Они пошли в кабинет, Катю словно за ниточку потянуло за ними.
– Такого номера больше не существует. Там и АТС сейчас другая. – Гущин включил ноутбук, потом позвал молодого оперативника, что-то пошептал ему, и тот куда-то убежал с поручением.
– Значит, облом?
– Не совсем. Подняли старый адрес – это у нас в Железнодорожном было. А по номеру и по аналогичным номерам всплывают интересные учреждения: Академия радиационной и химической защиты, НИИ радиационной гигиены и НИИ радиационной медицины. Только вот в чем штука – академия-то в Костроме, Институт гигиены был в Ленинграде. Адрес подняли по нашему подмосковному Железнодорожному, а телефончик с 201 начинается, это один из номеров бывшего КГБ. – Гущин поднял трубку, набрал номер по внутренней связи.
– Непонятно, – сказала Катя.
– Мне самому непонятно и любопытно. Судя по всему, «шарашка». Сейчас узнаем подробности, звоню ребятам в Железнодорожный. – Гущин гаркнул в трубку: – Масленников, вечер добрый, как с адресом?
– Так нет теперь такого адреса, Федор Матвеевич! – гаркнула трубка молодецким рапортом. – Это ж возле плотины, а там лет пятнадцать уж как все сломали. Счистили и понастроили коммерческого жилья. Целый микрорайон теперь новый.
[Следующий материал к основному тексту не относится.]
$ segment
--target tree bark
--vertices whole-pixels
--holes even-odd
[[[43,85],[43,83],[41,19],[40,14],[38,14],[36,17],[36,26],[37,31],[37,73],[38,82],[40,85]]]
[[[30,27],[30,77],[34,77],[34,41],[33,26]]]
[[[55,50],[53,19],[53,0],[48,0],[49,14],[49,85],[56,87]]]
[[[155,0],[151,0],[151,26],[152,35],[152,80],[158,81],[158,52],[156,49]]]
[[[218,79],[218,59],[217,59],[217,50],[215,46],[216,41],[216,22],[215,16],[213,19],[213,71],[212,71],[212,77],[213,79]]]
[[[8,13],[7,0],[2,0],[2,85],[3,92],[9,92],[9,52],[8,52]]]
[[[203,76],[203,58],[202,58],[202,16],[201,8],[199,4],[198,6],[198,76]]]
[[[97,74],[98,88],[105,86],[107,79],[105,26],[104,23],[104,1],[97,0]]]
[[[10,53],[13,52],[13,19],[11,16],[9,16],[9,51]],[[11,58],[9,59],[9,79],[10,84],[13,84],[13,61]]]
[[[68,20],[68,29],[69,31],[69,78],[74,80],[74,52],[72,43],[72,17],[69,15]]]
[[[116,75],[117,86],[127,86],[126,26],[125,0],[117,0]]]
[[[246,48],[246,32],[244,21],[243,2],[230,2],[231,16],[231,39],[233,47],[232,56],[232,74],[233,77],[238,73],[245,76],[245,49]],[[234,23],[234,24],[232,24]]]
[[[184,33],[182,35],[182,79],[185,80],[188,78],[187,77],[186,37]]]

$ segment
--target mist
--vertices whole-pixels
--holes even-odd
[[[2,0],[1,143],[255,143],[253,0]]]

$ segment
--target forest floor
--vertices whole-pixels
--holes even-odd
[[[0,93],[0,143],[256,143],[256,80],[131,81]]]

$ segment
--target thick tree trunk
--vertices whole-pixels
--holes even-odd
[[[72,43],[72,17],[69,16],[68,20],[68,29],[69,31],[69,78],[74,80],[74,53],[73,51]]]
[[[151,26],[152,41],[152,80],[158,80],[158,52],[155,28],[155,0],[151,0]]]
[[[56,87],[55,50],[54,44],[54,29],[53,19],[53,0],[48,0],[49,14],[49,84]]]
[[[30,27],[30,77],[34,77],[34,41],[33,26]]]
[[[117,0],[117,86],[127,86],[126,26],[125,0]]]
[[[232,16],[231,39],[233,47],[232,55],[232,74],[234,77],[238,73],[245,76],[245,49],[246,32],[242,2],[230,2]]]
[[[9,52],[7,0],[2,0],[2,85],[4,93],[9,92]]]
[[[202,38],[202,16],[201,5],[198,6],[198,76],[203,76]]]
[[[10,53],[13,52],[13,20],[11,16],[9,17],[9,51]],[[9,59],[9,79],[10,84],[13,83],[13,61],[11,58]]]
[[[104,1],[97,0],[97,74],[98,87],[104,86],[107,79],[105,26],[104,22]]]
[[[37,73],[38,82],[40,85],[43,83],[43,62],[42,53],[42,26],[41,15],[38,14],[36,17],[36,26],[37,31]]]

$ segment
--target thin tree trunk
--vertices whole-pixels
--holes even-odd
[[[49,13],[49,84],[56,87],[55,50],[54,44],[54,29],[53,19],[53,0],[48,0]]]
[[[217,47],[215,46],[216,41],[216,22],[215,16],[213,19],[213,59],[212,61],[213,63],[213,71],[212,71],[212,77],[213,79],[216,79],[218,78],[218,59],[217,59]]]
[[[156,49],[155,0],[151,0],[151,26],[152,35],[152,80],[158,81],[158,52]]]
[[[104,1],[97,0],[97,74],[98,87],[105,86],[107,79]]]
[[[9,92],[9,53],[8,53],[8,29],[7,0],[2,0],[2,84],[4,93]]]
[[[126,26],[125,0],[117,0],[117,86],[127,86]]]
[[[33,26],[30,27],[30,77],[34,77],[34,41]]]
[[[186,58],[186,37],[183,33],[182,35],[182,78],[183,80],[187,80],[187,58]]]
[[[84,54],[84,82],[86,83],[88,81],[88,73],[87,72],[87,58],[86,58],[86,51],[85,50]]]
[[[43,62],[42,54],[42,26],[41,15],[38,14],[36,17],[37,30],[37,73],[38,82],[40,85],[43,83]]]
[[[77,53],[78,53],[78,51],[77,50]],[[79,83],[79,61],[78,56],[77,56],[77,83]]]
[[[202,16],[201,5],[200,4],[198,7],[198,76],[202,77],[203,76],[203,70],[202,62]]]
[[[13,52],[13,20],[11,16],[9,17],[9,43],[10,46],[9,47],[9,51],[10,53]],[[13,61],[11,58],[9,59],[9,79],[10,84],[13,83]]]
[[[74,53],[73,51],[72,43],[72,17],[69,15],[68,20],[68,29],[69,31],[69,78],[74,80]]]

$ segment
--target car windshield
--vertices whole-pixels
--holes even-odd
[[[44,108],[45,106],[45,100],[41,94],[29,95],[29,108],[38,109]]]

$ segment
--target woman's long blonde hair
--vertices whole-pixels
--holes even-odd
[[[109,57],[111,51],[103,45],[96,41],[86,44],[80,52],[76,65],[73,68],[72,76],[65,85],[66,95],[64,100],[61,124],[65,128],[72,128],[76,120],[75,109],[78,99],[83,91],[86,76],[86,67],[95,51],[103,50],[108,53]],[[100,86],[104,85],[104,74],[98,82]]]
– А раньше что там было? Ты ведь местный сам.
– Да ничего – забор высоченный за колючей проволокой, елки там насажены кремлевские и бетонка, чуть подальше дачный поселок. А еще полигон военный, но это уже за плотиной.
– Ну а было-то что там, за забором?
– Объект.
– Какой объект?
– Секретный. С пропускным режимом.
– Спасибо, очень помог, – Гущин дал отбой и потер подбородок. – Так и есть – шарашка. Плотина в Железнодорожном… ах ты черт…
Он встал, походил по кабинету. Потом снова вышел в коридор. И вот его зычный голос уже где-то распоряжается.
– Чудит старикан, – усмехнулся Жужин.
– Вам бы в Новом Иордане так чудить два месяца назад, – не удержалась от колкости Катя. – Полковник Гущин в поиске.
В недрах розыска закипела какая-то новая суета, потом возник оперативник с папкой распотрошенных старых оперативно-разыскных дел. Затем басом доложили, что «снимки отсканированы».
Гущин вернулся довольный, и по его приглашению все прошли в малый зал для совещаний, потому что там на стене висела гигантская плазменная панель-экран.